Re: Diesel powered vehicles during an EMP strike

PostPosted: Tue Apr 11, 2017 3:47 pm
by tidewaterva
I would have zero concern about garden variety spark plugs surviving an EMP. They are designed to accept 20-100k voltage pulses in order to produce a spark across the air gap. They do this many millions of times in their lifetime. Ford and some other manufacturers have used a coil pack spark plug which may be toasted by an EMP. As far as small engines, the older small engines (19 80's and older) mostly used battery/coil/point ignition, or magneto ignition. No solid state electronics in most of these and I expect them to be unaffected by an EMP event. Small engines starting in the early 90's started using solid state switching transistors (Briggs Magnetron for example) which would destroyed by a significant EMP event.

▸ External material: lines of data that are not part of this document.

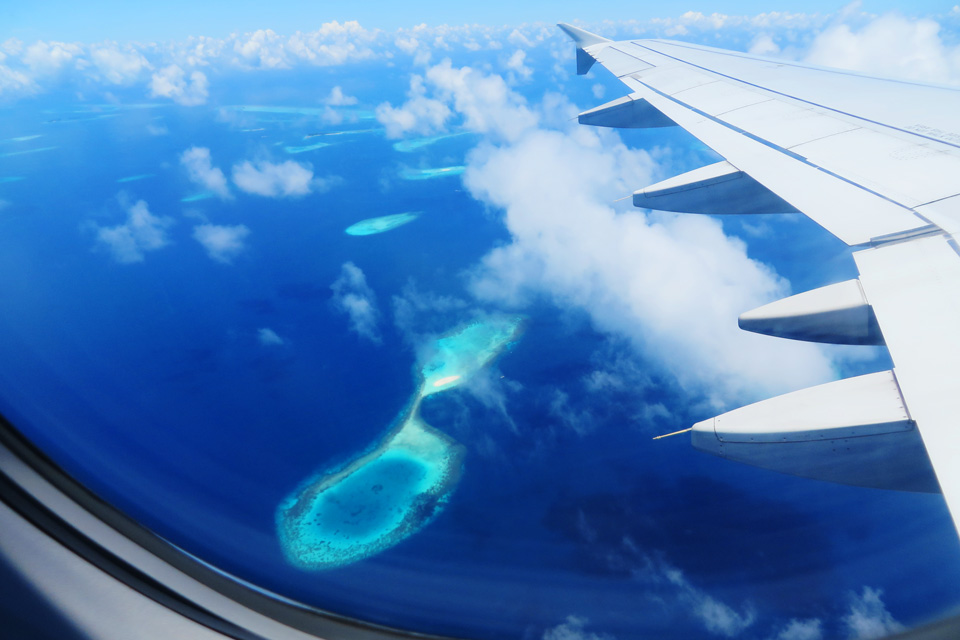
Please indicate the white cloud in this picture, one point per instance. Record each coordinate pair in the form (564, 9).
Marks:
(354, 297)
(142, 232)
(419, 114)
(222, 242)
(717, 617)
(573, 628)
(868, 616)
(338, 99)
(49, 57)
(890, 45)
(407, 44)
(485, 102)
(515, 64)
(335, 43)
(116, 66)
(13, 81)
(763, 45)
(284, 179)
(172, 82)
(810, 629)
(672, 285)
(262, 49)
(269, 338)
(200, 168)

Re: Diesel powered vehicles during an EMP strike

PostPosted: Tue Apr 11, 2017 7:14 pm
by 101airborne
[quote="Photon GuyThey should test these theories to see how accurate they are and to get at least an idea of what can be expected in an EMP strike.


Way before 1980 vehicles had electric motors to start the main engine which might run on gasoline or diesel. 100% non electronic vehicles would be the really old ones which were crank started which was from what I know more or less phased out and replaced with electric starters by 1920.

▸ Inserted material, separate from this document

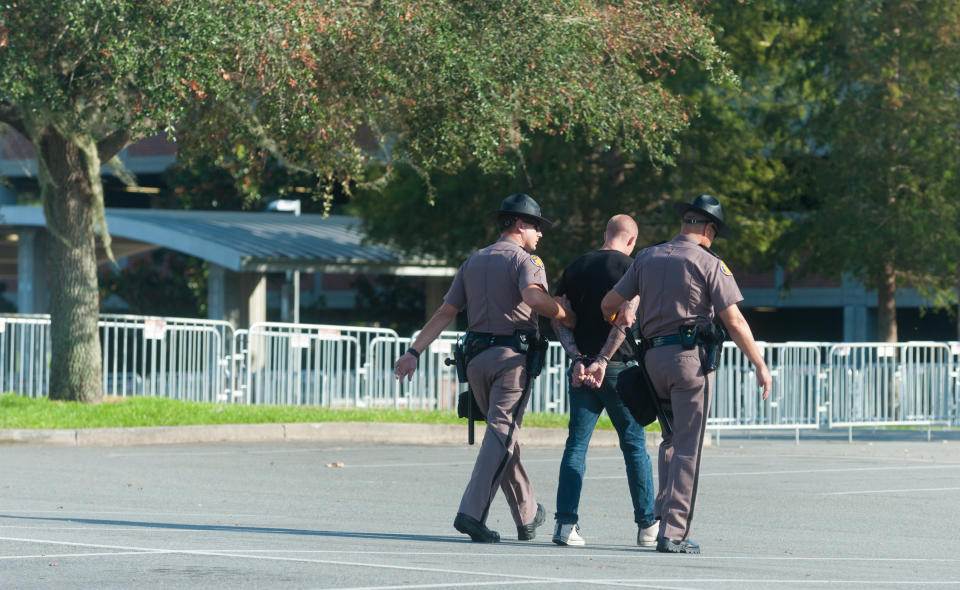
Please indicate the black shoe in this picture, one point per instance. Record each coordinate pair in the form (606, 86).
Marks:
(527, 532)
(665, 545)
(479, 533)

Anyway, I was thinking, with a diesel engine even if it isn't 100% non electric if you could jury rig it somehow to be able to function without electricity since diesel does not rely on a spark plug to set it off.[/quote]

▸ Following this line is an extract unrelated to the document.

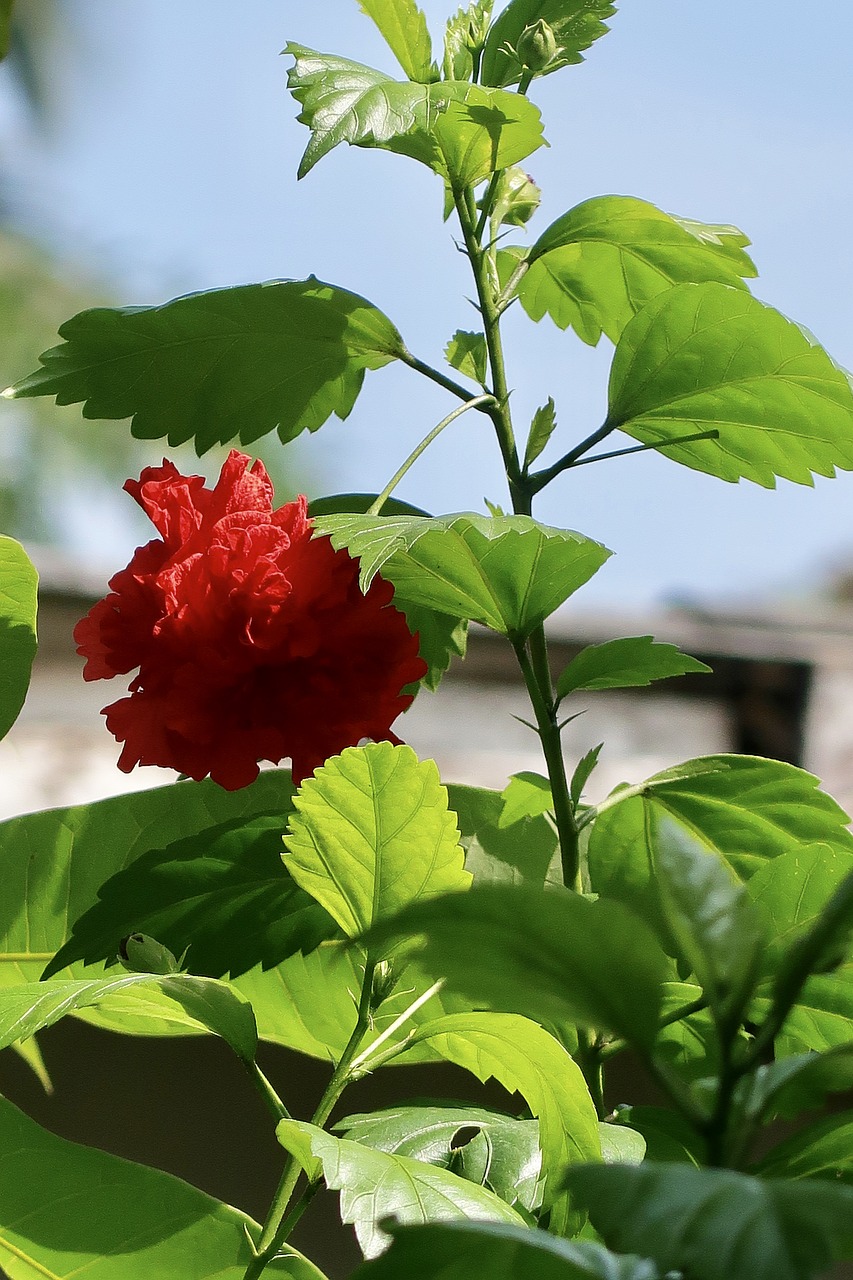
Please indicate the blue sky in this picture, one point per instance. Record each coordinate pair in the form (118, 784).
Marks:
(170, 167)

They have actually done some "testing" But can't replicate the effects ( or what they think the affects are) to be sure. I think its a matter of interpretation. As some supposed tests results show no or little damage, and others show catostropic damage. About the only thing they could agree on is the fewer "electronic components the less chance of damage.

True about the "Electric" starter. However their is a difference between the Electric and Electronic. In an EMP Pulse in theory it would destroy and/or disable anything electronic. But wouldn't per se damage electrical items like your toaster nd old school coffee pot. Same with the electric starter on a car. Older vehicles made in the 70's and before had points, condensors, carberators, and such that made them dun with a limited few if any relays. So again in theory would continue to run due to total lack of electronics not counting the stereo/radio.
Again its true a diesel engine doesn't need a "spark" to fire pretty much all modern factory engines both Diesel and Gasoline depend on all types of electronics to function.

About the only thing that affects electrical items again in theory is a CME (solar flare) and it would destroy the electrical grid via the electrical wires. Anything attached to the grid via the house/business wiring. Anything not plugged in would be safe. Even a in line surge protector that is designed to protect your appliances and such from an electrical surge wouldn't be safe because a CME indiced surge would take micro seconds and would be over before a surge protector or breaker could trip.

Again any and all of this in theory could happen or nothing at all could happen,

Re: Diesel powered vehicles during an EMP strike

PostPosted: Tue Apr 11, 2017 9:17 pm
by tidewaterva
Regarding power surges into electrical systems, there are excellent solid state surge arrestor s which can be connected to the service entrance conductors of a building and to ground. The arrestor is made using a semi conductor which normally isolates the conductors from ground, but in the presence of a voltage spike (which could be caused by an EMP or CME) semiconductor is instantly ionized and conducts the voltage surge to ground. I sold and installed these devices to home and business owners who had previously had damage to electronics and well pumps due to voltage spikes caused by lightning strikes. I never had a customer experience any damage after installing a solid state surge arrestor on the service entrance conductors. A whole house solid state surge arrestor would be a very wise prep for those who have suffered lightning damage to electrical and electronic equipment due to lightning, or as a means of protection against EMP and CME induced voltage surges.